I thought of this reality one day last week when watching one of the late news/opinion programs broadcast on MS-NBC. Even without waiting for the benefits of hindsight, I would venture to predict that the week’s news stories will have staying power. The federal government has been partially shut down for longer than at any other point in American history. The hearing for confirming a new Attorney General focused on seeking adequate assurance that he will not impede the work of Robert Muller, the Special Counsel. Concern over President Trump’s apparent subservience to Russian dictator Vladimir Putin, aggravated by news reports that Trump is looking to destroy the NATO alliance and that he confiscated and destroyed his interpreter’s notes — the only American record of his private meeting with Putin — led eleven Republican Senators, to break ranks on a procedural vote to prevent the Trump administration from removing sanctions on a Russian oligarch close to Putin.
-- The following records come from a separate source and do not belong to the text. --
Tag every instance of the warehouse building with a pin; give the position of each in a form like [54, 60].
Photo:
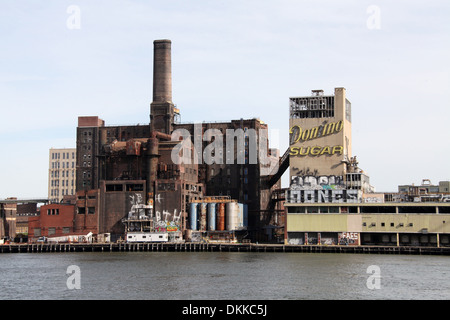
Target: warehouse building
[330, 200]
[131, 169]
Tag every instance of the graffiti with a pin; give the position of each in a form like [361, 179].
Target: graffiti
[311, 182]
[323, 196]
[166, 226]
[167, 216]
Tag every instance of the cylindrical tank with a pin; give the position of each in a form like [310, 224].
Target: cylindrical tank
[221, 216]
[212, 216]
[162, 71]
[203, 208]
[193, 215]
[231, 212]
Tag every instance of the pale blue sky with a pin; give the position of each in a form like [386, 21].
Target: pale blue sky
[230, 59]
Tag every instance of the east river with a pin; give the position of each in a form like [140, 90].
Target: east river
[222, 276]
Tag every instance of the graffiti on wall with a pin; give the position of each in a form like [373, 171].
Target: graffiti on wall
[312, 182]
[166, 226]
[348, 238]
[138, 206]
[323, 196]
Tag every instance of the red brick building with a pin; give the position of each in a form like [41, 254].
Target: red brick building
[55, 220]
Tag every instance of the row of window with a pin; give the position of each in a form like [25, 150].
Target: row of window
[65, 165]
[82, 210]
[64, 173]
[51, 231]
[55, 192]
[383, 224]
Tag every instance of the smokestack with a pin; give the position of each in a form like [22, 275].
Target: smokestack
[162, 71]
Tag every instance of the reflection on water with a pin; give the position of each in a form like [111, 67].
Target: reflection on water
[223, 275]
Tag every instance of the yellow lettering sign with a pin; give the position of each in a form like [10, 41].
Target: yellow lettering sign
[302, 135]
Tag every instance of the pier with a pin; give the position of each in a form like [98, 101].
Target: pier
[216, 247]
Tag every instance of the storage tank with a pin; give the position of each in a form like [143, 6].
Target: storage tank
[193, 215]
[212, 216]
[203, 209]
[245, 215]
[221, 216]
[240, 216]
[231, 212]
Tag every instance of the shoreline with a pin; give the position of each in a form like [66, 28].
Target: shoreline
[218, 247]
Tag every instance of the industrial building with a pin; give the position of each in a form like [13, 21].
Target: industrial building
[330, 200]
[61, 173]
[127, 179]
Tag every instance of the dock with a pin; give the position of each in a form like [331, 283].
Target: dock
[217, 247]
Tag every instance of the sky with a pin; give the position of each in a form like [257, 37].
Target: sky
[230, 60]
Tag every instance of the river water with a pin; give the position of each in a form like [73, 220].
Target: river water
[222, 276]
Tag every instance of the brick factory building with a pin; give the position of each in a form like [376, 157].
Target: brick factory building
[131, 171]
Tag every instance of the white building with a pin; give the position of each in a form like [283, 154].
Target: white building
[61, 173]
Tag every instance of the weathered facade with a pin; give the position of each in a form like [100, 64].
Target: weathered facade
[136, 169]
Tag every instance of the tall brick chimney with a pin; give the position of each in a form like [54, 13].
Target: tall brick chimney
[162, 108]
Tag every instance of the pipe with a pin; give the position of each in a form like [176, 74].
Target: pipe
[162, 71]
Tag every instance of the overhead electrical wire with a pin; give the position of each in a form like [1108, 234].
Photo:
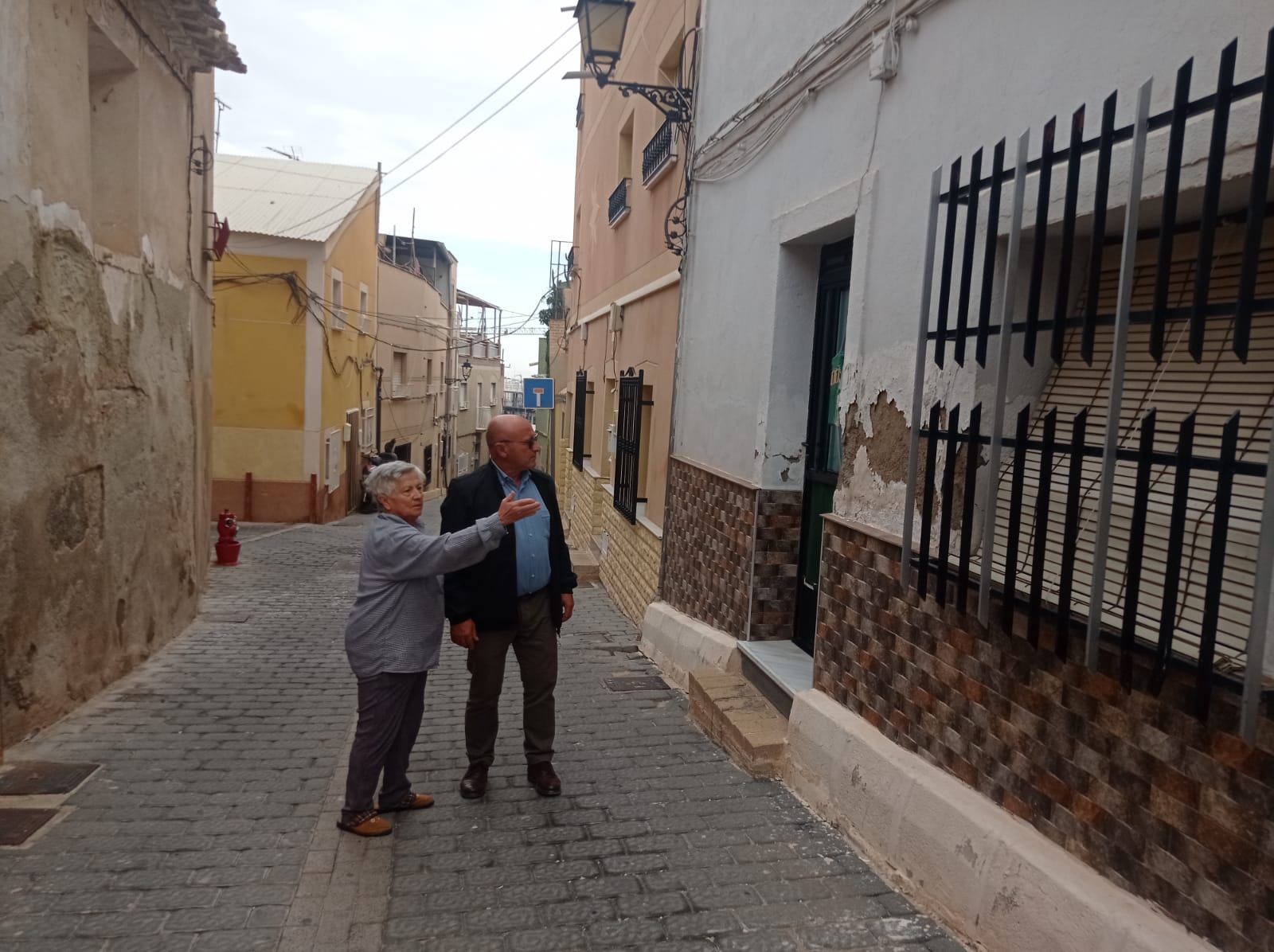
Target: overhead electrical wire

Meanwhile, on the other side of the pond, Britain’s House of Commons voted overwhelmingly to reject the separation agreement negotiated with the European Union by the government of Prime Minister Theresa May, although it subsequently rejected a motion of no-confidence in the government. Those votes, together with the EU’s refusal to renegotiate the agreement, has thrown the British government into chaos and risks substantial damage not only to the British economy but to those of the remaining EU countries as well.
How last week’s events will be viewed by history will depend on what happens next, but it’s hard to imagine a scenario in which those events will not loom large. As I look back on that week, however, the headline-grabbing breaking-news events were merely the backdrop to those personal events that were the real highlights of my week. On Sunday night my daughter and I attended a wedding, of the son of old friends, and my daughter reconnected with an old teacher with whom she had once been close but had subsequently lost contact. On Tuesday evening I made a shiva visit to a woman who had grown up in my former synagogue and whom I had known since she was a teenager. In addition to whatever comfort I was able to offer her on the passing of her father, the shiva visit enabled me to see a few others from my former synagogue, people whom I had not seen in some time. On Wednesday I participated in a board of trustees meeting of my current synagogue, which I serve as president. We discussed issues of importance to the future of the synagogue, though we didn’t reach any final conclusions. The meeting was part of an ongoing process through which we will determine our future. Each of the personal events of last week was important to me, each in its own way, and I expect that I will remember each of them after the specifics of last week’s headlines have faded from my memory.
I am not arguing against engagement in the public issues of our time. The privilege of living in a democratic society brings with it the responsibility of participating, to greater or lesser degree, in the public debate. The public issues that dominate the headlines affect all of our lives, in some ways that are obvious and others that are less so. But most people live mostly private lives, and most of the time that’s the way it should be. Only on those occasions when a public issue clearly affects our private lives do we have a clear obligation to pay attention, or else be accountable to our grandchildren for our failure.
Unfortunately, there’s no surefire way to know in real time which public issues fall into that category. Only hindsight is infallible.